Periodic Reporting for period 1 - InspiReM (Modeling binary neutron star from inspirals to remnants and their multimessenger emissions)
Reporting period: 2023-04-01 to 2025-09-30
The goal of InspiReM is to break new grounds in the theoretical modeling of BNSMs and to deliver first-principles models linking the source dynamics to the observed radiations. The programme timely addresses central open problems in the modeling of the different dynamical phases with a novel, comprehensive, general-relativistic and multiscale approach. The research tackles four central issues for understanding upcoming multimessenger BNSMs observations; namely, (1) the computation of high-precision gravitational wave (GW) templates for the GW-driven phase (inspiral-merger and early postmerger), (2) the exploration of the merger remnant through the viscous phase, (3) the self-consistent secular ejecta evolution to the epoch of electromagnetic emission, and and (4) the link to observations’ data analysis. To achieve these goals, the project develops novel simulation techniques for exascale parallel computations in numerical relativity.

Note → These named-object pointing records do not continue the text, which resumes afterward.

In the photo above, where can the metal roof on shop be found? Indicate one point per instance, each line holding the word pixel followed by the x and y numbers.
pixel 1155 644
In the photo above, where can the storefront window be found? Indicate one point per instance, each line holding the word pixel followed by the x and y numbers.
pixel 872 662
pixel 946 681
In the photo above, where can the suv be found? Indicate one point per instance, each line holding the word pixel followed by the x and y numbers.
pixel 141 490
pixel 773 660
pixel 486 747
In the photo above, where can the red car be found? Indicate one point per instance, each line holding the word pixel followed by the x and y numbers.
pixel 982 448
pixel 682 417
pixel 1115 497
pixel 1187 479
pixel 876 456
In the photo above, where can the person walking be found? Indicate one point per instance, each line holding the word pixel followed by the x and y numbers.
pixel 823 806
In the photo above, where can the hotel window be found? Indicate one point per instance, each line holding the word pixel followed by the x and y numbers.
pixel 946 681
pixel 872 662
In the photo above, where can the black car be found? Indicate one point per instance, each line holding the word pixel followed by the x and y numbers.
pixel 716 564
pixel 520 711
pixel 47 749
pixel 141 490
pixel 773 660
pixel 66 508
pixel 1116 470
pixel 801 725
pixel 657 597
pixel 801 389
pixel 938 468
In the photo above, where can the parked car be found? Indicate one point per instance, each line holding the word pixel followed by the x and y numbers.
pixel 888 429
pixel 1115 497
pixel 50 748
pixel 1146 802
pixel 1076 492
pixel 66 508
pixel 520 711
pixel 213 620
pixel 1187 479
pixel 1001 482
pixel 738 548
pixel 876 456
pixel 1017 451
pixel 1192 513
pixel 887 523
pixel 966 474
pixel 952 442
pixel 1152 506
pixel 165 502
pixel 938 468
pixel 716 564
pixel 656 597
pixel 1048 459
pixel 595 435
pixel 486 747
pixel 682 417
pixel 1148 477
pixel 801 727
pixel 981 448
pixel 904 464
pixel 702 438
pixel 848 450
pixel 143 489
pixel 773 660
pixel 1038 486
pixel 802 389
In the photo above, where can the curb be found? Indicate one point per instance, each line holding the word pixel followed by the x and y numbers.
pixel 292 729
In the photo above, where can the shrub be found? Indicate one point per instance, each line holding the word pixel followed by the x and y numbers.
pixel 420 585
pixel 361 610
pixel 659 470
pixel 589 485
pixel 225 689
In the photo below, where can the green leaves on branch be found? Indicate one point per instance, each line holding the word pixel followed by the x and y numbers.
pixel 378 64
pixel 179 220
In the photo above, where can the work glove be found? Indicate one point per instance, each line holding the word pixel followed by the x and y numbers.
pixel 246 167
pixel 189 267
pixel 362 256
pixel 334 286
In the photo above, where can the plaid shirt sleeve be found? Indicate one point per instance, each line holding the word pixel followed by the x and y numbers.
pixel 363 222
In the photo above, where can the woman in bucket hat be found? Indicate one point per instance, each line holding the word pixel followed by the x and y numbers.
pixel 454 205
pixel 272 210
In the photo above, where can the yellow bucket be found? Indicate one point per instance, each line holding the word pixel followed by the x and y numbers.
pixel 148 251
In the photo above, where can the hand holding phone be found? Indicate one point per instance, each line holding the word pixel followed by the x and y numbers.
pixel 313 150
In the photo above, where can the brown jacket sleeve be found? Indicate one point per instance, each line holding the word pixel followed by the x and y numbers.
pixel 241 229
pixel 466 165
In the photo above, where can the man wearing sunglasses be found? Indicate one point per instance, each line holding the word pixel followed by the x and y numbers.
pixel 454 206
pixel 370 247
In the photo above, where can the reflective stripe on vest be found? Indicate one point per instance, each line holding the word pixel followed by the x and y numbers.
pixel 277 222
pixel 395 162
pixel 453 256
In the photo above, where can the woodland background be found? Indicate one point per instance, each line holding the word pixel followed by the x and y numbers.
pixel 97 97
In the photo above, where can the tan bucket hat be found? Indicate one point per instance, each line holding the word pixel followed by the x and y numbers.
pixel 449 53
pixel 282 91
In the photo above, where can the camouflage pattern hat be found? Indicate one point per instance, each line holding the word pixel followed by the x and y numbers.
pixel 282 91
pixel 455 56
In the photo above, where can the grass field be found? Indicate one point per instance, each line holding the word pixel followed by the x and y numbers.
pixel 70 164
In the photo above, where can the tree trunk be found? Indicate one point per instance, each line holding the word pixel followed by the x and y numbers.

The team developed several cutting edge numerical-relativity techniques for simulating BNSMs with unprecedented accuracy, including adaptive mesh refinement, general-relativistic magnetohydrodynamics, advanced microphysics and neutrino transport. The project demonstrated massively parallel computations with the first exascale code for computational astrophysics with dynamical spacetime (GR-Athena++). The team performed some of the first ab-initio simulations reaching the neutrino cooling timescales (hundreds of milliseconds postmerger) with an advanced neutrino transport scheme. The simulations allowed to investigate out-of-equilibrium effects due to neutrino radiation-matter interactions, stratification of the neutron star remnant and stability against convective modes, and neutrino-driven winds (launching mechanisms and composition) that are a main contribution to kilonova light. These are just some examples of the detailed understanding required to interpret observation of GWs and counterparts.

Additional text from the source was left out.